COLUMBUS – Today, State Rep. Jamie Callender (R-Concord) and the General Assembly passed House Bill 110, the state’s two-year operating budget for Fiscal Years 2022-2023. The legislation highlights include a new school funding reform plan, tax relief, jobs and economic support, and several other initiatives.
“This has been a long process but the result is one of great benefit to Lake County and the surrounding region,” Callender said. “Budgets can be contentious, especially when the House and Senate have competing priorities, but I am proud of the work that we have done and the important local funding that we protected.”
Several provisions providing funding to Lake County initiatives were passed by the House then eliminated or significantly reduced in the Senate version. These include $300,000 for the Lake County Emergency Management Center, two years of expanded support for the Perry Joint Fire District, and four years of increased support for Perry Local Schools. All of these were included in the state’s budget bill, because of Rep. Callender’s hard work with the budget conference committee.
Other important budget measures included in House Bill 110 to benefit Lake County include:
- $320,000 to the Educational Service Center for the Western Reserve to support STEM initiatives for middle school students in counties affiliated with the Alliance for Working Together.

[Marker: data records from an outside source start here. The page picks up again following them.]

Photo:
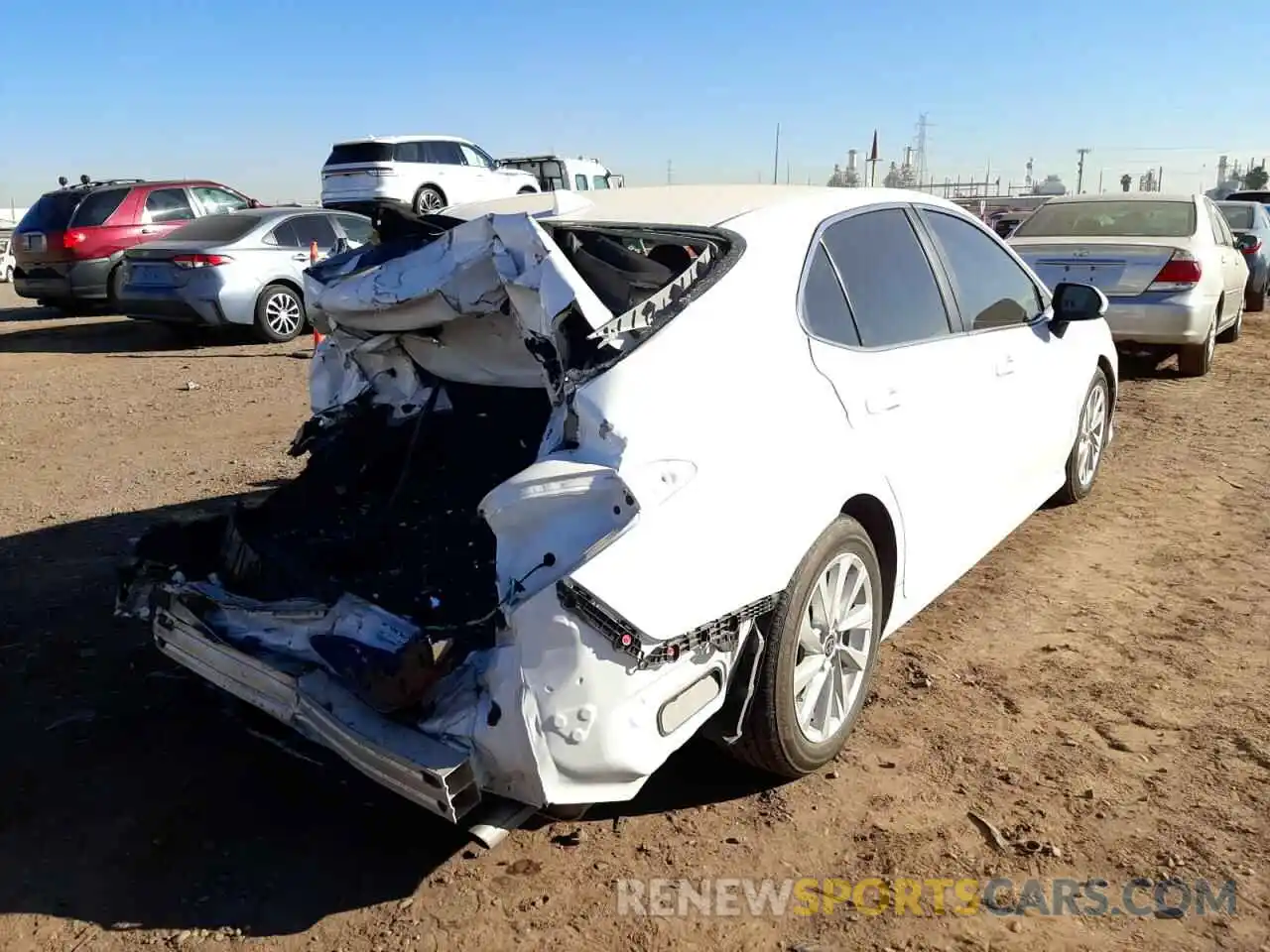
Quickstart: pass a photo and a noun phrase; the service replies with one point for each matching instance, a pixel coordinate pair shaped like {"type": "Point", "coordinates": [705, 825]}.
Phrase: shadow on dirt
{"type": "Point", "coordinates": [136, 793]}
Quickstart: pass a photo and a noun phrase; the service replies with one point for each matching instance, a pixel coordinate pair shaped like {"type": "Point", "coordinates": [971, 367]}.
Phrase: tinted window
{"type": "Point", "coordinates": [825, 307]}
{"type": "Point", "coordinates": [991, 289]}
{"type": "Point", "coordinates": [474, 157]}
{"type": "Point", "coordinates": [167, 204]}
{"type": "Point", "coordinates": [216, 229]}
{"type": "Point", "coordinates": [441, 153]}
{"type": "Point", "coordinates": [218, 200]}
{"type": "Point", "coordinates": [1238, 216]}
{"type": "Point", "coordinates": [53, 212]}
{"type": "Point", "coordinates": [98, 206]}
{"type": "Point", "coordinates": [1114, 218]}
{"type": "Point", "coordinates": [357, 229]}
{"type": "Point", "coordinates": [356, 153]}
{"type": "Point", "coordinates": [890, 286]}
{"type": "Point", "coordinates": [314, 227]}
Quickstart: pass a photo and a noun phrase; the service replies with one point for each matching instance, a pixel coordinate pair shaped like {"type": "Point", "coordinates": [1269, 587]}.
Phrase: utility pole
{"type": "Point", "coordinates": [776, 159]}
{"type": "Point", "coordinates": [1080, 168]}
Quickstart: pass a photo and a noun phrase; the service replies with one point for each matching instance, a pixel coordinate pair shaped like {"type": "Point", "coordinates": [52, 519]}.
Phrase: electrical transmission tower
{"type": "Point", "coordinates": [922, 125]}
{"type": "Point", "coordinates": [1080, 168]}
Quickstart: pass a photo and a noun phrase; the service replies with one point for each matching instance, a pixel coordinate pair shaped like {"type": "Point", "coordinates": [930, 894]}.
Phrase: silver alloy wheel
{"type": "Point", "coordinates": [282, 313]}
{"type": "Point", "coordinates": [835, 638]}
{"type": "Point", "coordinates": [1091, 439]}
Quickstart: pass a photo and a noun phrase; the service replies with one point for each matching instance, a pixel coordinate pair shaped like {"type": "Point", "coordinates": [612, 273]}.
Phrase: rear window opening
{"type": "Point", "coordinates": [358, 153]}
{"type": "Point", "coordinates": [214, 227]}
{"type": "Point", "coordinates": [98, 207]}
{"type": "Point", "coordinates": [1133, 218]}
{"type": "Point", "coordinates": [51, 212]}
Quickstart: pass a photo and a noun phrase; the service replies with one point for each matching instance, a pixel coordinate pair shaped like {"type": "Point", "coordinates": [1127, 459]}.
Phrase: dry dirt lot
{"type": "Point", "coordinates": [1097, 684]}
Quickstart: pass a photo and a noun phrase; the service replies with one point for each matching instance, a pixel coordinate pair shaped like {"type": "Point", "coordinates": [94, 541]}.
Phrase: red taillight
{"type": "Point", "coordinates": [1180, 273]}
{"type": "Point", "coordinates": [200, 261]}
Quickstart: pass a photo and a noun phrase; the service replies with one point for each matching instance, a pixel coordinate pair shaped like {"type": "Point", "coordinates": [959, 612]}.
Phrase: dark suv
{"type": "Point", "coordinates": [68, 246]}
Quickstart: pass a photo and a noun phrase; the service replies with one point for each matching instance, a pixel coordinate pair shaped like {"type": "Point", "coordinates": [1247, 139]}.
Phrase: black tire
{"type": "Point", "coordinates": [275, 299]}
{"type": "Point", "coordinates": [1197, 359]}
{"type": "Point", "coordinates": [1230, 334]}
{"type": "Point", "coordinates": [1078, 488]}
{"type": "Point", "coordinates": [429, 199]}
{"type": "Point", "coordinates": [771, 738]}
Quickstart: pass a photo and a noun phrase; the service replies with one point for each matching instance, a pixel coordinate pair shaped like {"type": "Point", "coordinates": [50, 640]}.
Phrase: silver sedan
{"type": "Point", "coordinates": [241, 268]}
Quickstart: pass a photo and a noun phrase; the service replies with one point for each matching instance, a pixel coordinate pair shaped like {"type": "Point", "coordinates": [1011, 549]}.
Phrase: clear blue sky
{"type": "Point", "coordinates": [253, 91]}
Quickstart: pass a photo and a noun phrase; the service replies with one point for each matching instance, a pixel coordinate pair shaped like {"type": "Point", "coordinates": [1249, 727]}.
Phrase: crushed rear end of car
{"type": "Point", "coordinates": [409, 599]}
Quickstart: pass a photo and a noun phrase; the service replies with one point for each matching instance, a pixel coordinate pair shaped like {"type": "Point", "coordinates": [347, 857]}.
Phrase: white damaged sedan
{"type": "Point", "coordinates": [589, 474]}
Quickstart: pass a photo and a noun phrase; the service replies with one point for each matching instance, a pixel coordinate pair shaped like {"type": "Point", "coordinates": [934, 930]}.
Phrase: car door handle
{"type": "Point", "coordinates": [883, 403]}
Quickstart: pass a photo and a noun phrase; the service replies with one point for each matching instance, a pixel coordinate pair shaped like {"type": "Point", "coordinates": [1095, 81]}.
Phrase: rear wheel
{"type": "Point", "coordinates": [1091, 439]}
{"type": "Point", "coordinates": [429, 200]}
{"type": "Point", "coordinates": [280, 313]}
{"type": "Point", "coordinates": [821, 653]}
{"type": "Point", "coordinates": [1197, 359]}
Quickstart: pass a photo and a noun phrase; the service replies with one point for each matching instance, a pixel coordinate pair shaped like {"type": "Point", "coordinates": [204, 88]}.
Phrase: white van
{"type": "Point", "coordinates": [422, 173]}
{"type": "Point", "coordinates": [556, 173]}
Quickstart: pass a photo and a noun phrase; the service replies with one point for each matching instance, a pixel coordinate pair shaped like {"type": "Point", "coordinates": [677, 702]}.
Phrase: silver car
{"type": "Point", "coordinates": [243, 268]}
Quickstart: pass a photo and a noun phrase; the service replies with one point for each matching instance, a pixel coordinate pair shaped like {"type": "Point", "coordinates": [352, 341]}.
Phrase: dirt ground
{"type": "Point", "coordinates": [1097, 684]}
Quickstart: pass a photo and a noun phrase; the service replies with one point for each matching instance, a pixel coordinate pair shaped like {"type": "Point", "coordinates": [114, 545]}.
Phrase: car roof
{"type": "Point", "coordinates": [699, 206]}
{"type": "Point", "coordinates": [1125, 197]}
{"type": "Point", "coordinates": [394, 140]}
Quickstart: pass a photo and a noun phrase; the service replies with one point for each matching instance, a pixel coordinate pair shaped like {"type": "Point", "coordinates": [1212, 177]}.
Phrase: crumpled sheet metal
{"type": "Point", "coordinates": [476, 270]}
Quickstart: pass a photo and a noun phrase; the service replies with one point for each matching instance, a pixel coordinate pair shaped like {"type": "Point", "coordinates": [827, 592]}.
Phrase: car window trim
{"type": "Point", "coordinates": [937, 272]}
{"type": "Point", "coordinates": [1042, 316]}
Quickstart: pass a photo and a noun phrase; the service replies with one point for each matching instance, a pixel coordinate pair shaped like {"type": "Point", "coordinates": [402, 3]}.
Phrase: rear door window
{"type": "Point", "coordinates": [991, 289]}
{"type": "Point", "coordinates": [168, 204]}
{"type": "Point", "coordinates": [889, 282]}
{"type": "Point", "coordinates": [314, 227]}
{"type": "Point", "coordinates": [357, 229]}
{"type": "Point", "coordinates": [441, 153]}
{"type": "Point", "coordinates": [218, 200]}
{"type": "Point", "coordinates": [51, 212]}
{"type": "Point", "coordinates": [96, 207]}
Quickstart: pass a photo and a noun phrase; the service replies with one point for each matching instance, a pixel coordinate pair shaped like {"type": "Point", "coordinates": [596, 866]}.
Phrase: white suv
{"type": "Point", "coordinates": [423, 173]}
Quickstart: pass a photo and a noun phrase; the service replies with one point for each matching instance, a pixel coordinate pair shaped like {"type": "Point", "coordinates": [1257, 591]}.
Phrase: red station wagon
{"type": "Point", "coordinates": [68, 246]}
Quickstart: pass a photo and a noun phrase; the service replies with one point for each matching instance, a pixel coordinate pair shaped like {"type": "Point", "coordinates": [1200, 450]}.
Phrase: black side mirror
{"type": "Point", "coordinates": [1079, 302]}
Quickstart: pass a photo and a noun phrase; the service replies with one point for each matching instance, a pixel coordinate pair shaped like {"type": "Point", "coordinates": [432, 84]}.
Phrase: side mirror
{"type": "Point", "coordinates": [1079, 302]}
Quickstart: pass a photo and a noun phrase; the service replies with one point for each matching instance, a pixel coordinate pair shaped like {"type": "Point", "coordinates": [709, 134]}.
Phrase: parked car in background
{"type": "Point", "coordinates": [532, 398]}
{"type": "Point", "coordinates": [243, 268]}
{"type": "Point", "coordinates": [557, 173]}
{"type": "Point", "coordinates": [1167, 264]}
{"type": "Point", "coordinates": [1250, 222]}
{"type": "Point", "coordinates": [70, 244]}
{"type": "Point", "coordinates": [421, 173]}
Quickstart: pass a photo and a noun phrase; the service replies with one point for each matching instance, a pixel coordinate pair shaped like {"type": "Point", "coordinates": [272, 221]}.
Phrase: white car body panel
{"type": "Point", "coordinates": [706, 462]}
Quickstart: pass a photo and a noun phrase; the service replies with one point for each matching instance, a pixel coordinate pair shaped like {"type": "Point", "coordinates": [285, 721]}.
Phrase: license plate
{"type": "Point", "coordinates": [149, 275]}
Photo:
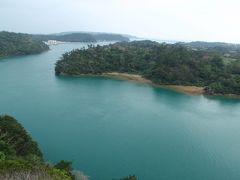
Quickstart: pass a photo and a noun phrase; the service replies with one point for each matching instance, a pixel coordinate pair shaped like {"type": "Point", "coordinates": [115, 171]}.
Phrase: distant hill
{"type": "Point", "coordinates": [81, 37]}
{"type": "Point", "coordinates": [164, 64]}
{"type": "Point", "coordinates": [12, 44]}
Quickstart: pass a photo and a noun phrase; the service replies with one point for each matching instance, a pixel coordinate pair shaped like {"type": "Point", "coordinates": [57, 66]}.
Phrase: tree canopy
{"type": "Point", "coordinates": [167, 64]}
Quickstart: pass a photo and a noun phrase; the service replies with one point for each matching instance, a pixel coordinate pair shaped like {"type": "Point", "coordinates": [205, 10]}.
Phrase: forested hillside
{"type": "Point", "coordinates": [161, 63]}
{"type": "Point", "coordinates": [81, 37]}
{"type": "Point", "coordinates": [12, 44]}
{"type": "Point", "coordinates": [21, 158]}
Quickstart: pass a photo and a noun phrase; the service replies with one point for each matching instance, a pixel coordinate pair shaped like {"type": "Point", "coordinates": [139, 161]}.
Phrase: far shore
{"type": "Point", "coordinates": [193, 90]}
{"type": "Point", "coordinates": [190, 90]}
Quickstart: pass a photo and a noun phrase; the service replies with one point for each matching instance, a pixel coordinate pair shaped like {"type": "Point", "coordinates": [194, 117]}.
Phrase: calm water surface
{"type": "Point", "coordinates": [112, 128]}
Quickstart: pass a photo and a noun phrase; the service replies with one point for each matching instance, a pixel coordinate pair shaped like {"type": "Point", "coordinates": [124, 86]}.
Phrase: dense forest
{"type": "Point", "coordinates": [21, 158]}
{"type": "Point", "coordinates": [81, 37]}
{"type": "Point", "coordinates": [163, 64]}
{"type": "Point", "coordinates": [12, 44]}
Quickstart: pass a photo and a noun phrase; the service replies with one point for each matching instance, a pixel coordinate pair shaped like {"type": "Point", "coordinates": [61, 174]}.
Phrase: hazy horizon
{"type": "Point", "coordinates": [185, 20]}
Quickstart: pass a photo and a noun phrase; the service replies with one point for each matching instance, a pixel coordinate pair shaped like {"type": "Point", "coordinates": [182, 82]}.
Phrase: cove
{"type": "Point", "coordinates": [111, 128]}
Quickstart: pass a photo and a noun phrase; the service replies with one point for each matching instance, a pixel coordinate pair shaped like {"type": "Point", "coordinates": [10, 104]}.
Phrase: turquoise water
{"type": "Point", "coordinates": [112, 128]}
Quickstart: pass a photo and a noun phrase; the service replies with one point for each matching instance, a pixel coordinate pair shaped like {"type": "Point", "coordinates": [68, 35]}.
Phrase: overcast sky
{"type": "Point", "coordinates": [208, 20]}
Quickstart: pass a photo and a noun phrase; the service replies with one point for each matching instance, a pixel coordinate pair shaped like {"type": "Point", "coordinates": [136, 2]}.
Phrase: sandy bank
{"type": "Point", "coordinates": [194, 90]}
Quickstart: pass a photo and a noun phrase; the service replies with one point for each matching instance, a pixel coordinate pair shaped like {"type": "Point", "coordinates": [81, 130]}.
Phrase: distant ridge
{"type": "Point", "coordinates": [81, 37]}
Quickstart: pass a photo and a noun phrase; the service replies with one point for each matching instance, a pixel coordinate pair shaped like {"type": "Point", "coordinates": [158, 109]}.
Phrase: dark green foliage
{"type": "Point", "coordinates": [12, 44]}
{"type": "Point", "coordinates": [20, 157]}
{"type": "Point", "coordinates": [15, 140]}
{"type": "Point", "coordinates": [82, 37]}
{"type": "Point", "coordinates": [160, 63]}
{"type": "Point", "coordinates": [66, 166]}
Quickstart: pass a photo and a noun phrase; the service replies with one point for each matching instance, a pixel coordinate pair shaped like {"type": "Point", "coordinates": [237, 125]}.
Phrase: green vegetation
{"type": "Point", "coordinates": [12, 44]}
{"type": "Point", "coordinates": [161, 63]}
{"type": "Point", "coordinates": [81, 37]}
{"type": "Point", "coordinates": [20, 157]}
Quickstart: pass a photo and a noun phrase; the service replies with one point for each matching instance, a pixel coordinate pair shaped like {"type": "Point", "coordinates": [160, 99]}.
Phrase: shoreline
{"type": "Point", "coordinates": [192, 90]}
{"type": "Point", "coordinates": [189, 90]}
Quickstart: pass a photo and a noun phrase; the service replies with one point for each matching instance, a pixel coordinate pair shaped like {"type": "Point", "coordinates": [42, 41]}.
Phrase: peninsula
{"type": "Point", "coordinates": [172, 65]}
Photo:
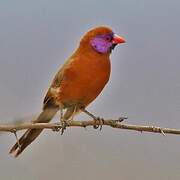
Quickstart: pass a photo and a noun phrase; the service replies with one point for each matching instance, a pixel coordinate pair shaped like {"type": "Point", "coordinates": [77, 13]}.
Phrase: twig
{"type": "Point", "coordinates": [111, 123]}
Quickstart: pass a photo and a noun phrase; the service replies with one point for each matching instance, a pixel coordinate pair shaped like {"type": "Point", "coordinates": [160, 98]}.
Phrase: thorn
{"type": "Point", "coordinates": [121, 119]}
{"type": "Point", "coordinates": [14, 131]}
{"type": "Point", "coordinates": [162, 132]}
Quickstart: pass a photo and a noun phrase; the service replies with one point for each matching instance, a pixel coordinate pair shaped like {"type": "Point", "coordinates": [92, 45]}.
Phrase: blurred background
{"type": "Point", "coordinates": [37, 36]}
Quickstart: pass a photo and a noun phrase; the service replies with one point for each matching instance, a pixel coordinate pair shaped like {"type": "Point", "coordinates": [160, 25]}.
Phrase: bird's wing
{"type": "Point", "coordinates": [56, 83]}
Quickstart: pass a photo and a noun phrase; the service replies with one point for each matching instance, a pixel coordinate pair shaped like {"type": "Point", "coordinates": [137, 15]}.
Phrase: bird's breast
{"type": "Point", "coordinates": [84, 79]}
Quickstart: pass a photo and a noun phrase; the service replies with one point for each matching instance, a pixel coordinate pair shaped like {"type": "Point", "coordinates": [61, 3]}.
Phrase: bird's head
{"type": "Point", "coordinates": [101, 40]}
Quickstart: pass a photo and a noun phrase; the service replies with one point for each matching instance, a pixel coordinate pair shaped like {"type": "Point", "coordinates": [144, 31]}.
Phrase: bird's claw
{"type": "Point", "coordinates": [64, 124]}
{"type": "Point", "coordinates": [98, 123]}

- Language permitting a special improvement district to fund projects for erosion abatement along waters within a watershed district.
The school funding reform plan included in the bill is the result of more than three years of work by educators and policymakers. The Fair School Funding Plan is predictable, sustainable and transparent. Callender also introduced the Fair School Funding Plan legislation for this General Assembly under House Bill 1.
Additionally, the budget bill provides targeted investments supporting Ohio jobs, businesses, and workers. This portion of the bill focuses on expanding procurement law to give preference to American and Ohio products. The legislation also focuses on workforce development by convening a committee to study workforce training for Ohioans and adding several programs to support employment opportunities.
House Bill 110 includes a series of provisions benefiting law enforcement, firefighters, and public safety officers. Some of the initiatives include security grants, school safety grants, body cameras, law enforcement training investment, firefighter grants, and funding for the Ohio Cyber Reserve.
The bill also includes a three percent, across-the-board reduction in the personal income rate. The tax reform plan simplifies the state’s tax code by compressing the number of tax brackets, from five brackets to four brackets, and zeroing out income tax obligations for workers earning less than $25,000 per year. Overall, these and other tax changes in the budget allows Ohioans to keep about $2 billion more of their earnings over the next two years.
The budget plan, formally known as House Bill 110, now heads to the governor for further action.